Her peal of laughter caused the duke to look up briefly from details of the three-thirty at York but the sight of Tobias and Thea on the other side of the room radiating bright beams of youth and desire and energy sent him instantly back to the pages of the
Sporting Life
, a landscape he understood and where he felt he belonged.

Chapter 25

T
he first indication Amos had that he was considered a threat was an offer from the Liberals of a safe seat at the next general election and a substantial salary from the party, if he withdrew from this forthcoming contest as Labour candidate. He would, he was told, be a well-paid Liberal MP with a real voice in the House of Commons, if he would but take his name off the Ardington ticket.
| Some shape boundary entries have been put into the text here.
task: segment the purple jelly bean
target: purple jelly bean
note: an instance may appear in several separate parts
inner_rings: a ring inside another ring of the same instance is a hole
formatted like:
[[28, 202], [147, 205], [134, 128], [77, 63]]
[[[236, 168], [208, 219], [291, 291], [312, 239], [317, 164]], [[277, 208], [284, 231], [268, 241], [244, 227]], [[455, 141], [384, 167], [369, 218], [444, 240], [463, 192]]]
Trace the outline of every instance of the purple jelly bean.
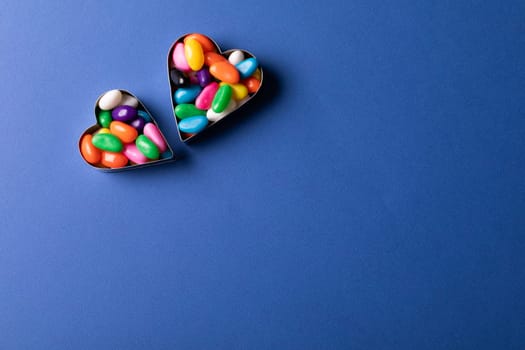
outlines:
[[129, 123], [129, 125], [137, 129], [139, 134], [142, 134], [142, 131], [144, 130], [144, 125], [146, 125], [146, 121], [139, 116], [137, 119]]
[[118, 106], [111, 112], [113, 120], [129, 122], [137, 117], [137, 110], [131, 106]]
[[199, 80], [199, 85], [204, 87], [211, 83], [211, 75], [207, 69], [201, 69], [197, 72], [197, 79]]

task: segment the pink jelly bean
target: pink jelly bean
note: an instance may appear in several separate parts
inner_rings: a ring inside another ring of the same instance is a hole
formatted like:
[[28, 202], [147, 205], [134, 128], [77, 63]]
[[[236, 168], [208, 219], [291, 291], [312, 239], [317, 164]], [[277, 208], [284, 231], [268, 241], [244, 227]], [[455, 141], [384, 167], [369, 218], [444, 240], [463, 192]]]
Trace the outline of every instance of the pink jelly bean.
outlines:
[[166, 146], [166, 142], [164, 141], [164, 138], [162, 137], [162, 134], [160, 133], [157, 126], [153, 123], [148, 123], [144, 126], [144, 135], [150, 139], [161, 152], [164, 152], [168, 149], [168, 146]]
[[183, 43], [178, 43], [177, 45], [175, 45], [175, 49], [173, 50], [171, 58], [173, 60], [175, 68], [177, 68], [178, 70], [183, 72], [188, 72], [191, 70], [190, 66], [188, 65], [188, 61], [186, 61], [186, 56], [184, 55]]
[[190, 78], [190, 83], [197, 85], [199, 83], [199, 78], [197, 77], [197, 72], [189, 72], [188, 77]]
[[136, 164], [144, 164], [148, 161], [148, 158], [139, 151], [134, 143], [125, 144], [122, 153], [124, 153], [130, 161]]
[[199, 96], [195, 100], [195, 107], [198, 109], [210, 109], [215, 93], [219, 89], [219, 84], [216, 82], [208, 84], [204, 89], [202, 89]]

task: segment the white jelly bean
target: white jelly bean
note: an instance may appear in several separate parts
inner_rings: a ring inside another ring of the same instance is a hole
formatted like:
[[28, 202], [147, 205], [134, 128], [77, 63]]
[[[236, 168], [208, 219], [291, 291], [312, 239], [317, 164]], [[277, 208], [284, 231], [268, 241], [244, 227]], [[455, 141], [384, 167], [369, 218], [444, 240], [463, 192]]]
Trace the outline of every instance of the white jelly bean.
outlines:
[[122, 100], [120, 101], [119, 105], [137, 108], [139, 106], [139, 101], [137, 101], [135, 97], [126, 94], [122, 95]]
[[98, 101], [98, 106], [103, 110], [110, 110], [117, 107], [122, 100], [122, 92], [120, 90], [110, 90], [106, 92]]
[[233, 51], [230, 56], [228, 56], [228, 61], [234, 66], [244, 60], [244, 54], [240, 50]]

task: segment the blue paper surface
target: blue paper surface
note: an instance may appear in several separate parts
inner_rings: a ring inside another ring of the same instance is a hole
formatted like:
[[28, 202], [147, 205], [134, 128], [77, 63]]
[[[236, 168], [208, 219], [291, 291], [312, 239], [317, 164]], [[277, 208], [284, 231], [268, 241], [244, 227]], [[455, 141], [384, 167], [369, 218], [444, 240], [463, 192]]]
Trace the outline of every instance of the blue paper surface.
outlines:
[[[523, 1], [0, 9], [0, 349], [525, 348]], [[173, 41], [265, 82], [190, 145]], [[122, 88], [180, 159], [107, 174]]]

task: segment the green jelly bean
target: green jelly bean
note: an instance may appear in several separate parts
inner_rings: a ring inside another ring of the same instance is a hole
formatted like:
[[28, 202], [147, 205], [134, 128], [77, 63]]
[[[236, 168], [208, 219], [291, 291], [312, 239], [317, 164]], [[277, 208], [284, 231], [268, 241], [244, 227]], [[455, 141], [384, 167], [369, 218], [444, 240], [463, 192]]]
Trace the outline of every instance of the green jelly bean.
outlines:
[[147, 136], [139, 135], [135, 141], [135, 145], [139, 149], [140, 153], [146, 156], [148, 159], [159, 159], [160, 152], [157, 145], [153, 143]]
[[180, 119], [184, 119], [187, 117], [194, 117], [196, 115], [206, 115], [206, 111], [198, 109], [194, 104], [182, 103], [175, 107], [175, 115]]
[[93, 135], [91, 143], [98, 149], [109, 152], [122, 151], [122, 141], [113, 134], [96, 134]]
[[103, 128], [109, 128], [109, 124], [113, 121], [113, 118], [111, 118], [111, 111], [100, 111], [98, 114], [98, 123]]
[[228, 107], [230, 99], [232, 98], [232, 87], [230, 85], [223, 85], [215, 93], [213, 102], [211, 103], [211, 109], [215, 113], [221, 113]]

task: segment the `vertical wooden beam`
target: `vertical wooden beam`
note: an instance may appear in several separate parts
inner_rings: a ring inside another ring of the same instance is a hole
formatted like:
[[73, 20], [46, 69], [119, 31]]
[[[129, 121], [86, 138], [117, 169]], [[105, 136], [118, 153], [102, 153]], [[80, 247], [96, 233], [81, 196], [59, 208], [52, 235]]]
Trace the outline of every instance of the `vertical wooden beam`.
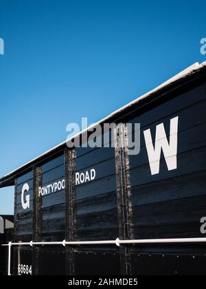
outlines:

Amos said no, decisively and bluntly, without taking time to think or talk it over with Enoch or Anna, who between them had become his political inner circle; if he was to enter politics, he told himself, he would be led by his heart first, then his head, but never by his pocket, and no one would convince him otherwise. Enoch backed him entirely; the Labour Party would never amount to anything if it continued to simply shore up the Liberals at every election. Anna agreed too, though she put him through his paces first, playing devil’s advocate to be sure he knew his own mind.